# **FIFA Data Analysis**

During this data analysis, I had a few objectives to complete.

The instructions were to create your a football club using the following guidelines:
* My club doesn't have a team yet.
* The team will need to hire players for the roster.
* I must select the players using a data based approach.
* I have to create a report to recommend 14-16 players for the roster.
* Assume a budget for hiring players to be limmited.
* The report has to help management/stakeholders in decision making.

**I started by importing the pandas library.**

In [2]:
import pandas as pd

**Then, I added in my dataset.**

In [3]:
df = pd.read_csv('fifa_eda_stats.csv')

**Data Cleaning**

I first removed the Loaned From column and players with no club. I assumed these to be irrelevant with little effect to the crucial data needed to form the best club within a reasonable budget.

In [4]:
# Remove Loaned From column since it only applies to a few records
df.drop('Loaned From', axis=1, inplace=True)

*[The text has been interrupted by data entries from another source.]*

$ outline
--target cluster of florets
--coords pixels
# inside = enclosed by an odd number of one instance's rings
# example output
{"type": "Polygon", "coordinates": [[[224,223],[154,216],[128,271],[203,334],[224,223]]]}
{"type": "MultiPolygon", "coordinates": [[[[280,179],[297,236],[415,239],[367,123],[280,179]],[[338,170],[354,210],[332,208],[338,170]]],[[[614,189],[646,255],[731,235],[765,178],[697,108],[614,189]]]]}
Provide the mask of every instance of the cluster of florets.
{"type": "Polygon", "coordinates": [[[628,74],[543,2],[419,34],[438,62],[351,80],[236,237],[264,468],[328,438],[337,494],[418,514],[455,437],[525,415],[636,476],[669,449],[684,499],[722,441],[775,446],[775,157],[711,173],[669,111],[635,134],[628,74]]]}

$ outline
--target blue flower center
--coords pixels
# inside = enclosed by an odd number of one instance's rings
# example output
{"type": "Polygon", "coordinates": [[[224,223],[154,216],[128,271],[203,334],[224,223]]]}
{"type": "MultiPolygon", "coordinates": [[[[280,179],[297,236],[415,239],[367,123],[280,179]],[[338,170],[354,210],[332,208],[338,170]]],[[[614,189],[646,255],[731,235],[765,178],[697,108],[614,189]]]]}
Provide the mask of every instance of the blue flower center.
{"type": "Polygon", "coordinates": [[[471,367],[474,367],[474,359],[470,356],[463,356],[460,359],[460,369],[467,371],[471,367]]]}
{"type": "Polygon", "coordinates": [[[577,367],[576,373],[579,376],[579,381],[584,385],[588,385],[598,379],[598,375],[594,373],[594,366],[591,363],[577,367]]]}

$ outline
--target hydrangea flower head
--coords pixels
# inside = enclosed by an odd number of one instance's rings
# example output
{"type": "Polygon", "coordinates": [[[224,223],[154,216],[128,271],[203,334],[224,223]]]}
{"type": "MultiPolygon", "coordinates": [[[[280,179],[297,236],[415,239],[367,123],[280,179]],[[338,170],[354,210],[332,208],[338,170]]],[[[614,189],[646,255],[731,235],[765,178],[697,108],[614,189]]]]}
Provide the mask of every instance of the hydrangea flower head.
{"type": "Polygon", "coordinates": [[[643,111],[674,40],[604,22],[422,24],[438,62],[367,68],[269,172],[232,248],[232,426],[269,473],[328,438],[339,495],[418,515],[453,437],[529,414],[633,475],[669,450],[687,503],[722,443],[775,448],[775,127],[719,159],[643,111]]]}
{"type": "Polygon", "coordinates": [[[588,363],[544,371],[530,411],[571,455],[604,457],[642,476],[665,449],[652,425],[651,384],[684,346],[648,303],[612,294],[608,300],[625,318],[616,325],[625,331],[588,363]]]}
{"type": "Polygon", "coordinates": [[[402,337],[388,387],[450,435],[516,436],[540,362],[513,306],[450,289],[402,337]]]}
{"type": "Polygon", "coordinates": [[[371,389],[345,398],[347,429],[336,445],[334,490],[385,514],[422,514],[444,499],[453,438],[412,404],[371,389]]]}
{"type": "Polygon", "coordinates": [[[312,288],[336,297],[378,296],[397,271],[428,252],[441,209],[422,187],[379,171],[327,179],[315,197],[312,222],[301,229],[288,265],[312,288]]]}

# Remove players with no club
df.dropna(subset=['Club'], inplace=True)

I then cleaned the Value, Wage, and Release Clause columns to remove the euro symbol as well as any existing "K" and "M" in the cells indicating thousands or millions.

Then, I converted the value type to a float.

In [5]:
# Clean € cells by removing special characters
df['Value'] = df['Value'].str.replace('€', '')
df['Wage'] = df['Wage'].str.replace('€', '')
df['Release Clause'] = df['Release Clause'].str.replace('€', '')

# Convert values to numeric
df['Value'] = df['Value'].str.replace('K', 'e3').str.replace('M', 'e6').astype(float)
df['Wage'] = df['Wage'].str.replace('K', 'e3').str.replace('M', 'e6').astype(float)
df['Release Clause'] = df['Release Clause'].str.replace('K', 'e3').str.replace('M', 'e6').astype(float)

Continuing this, I dropped any players that had nothing in the Value column, as these entries would be crucial to forming the team.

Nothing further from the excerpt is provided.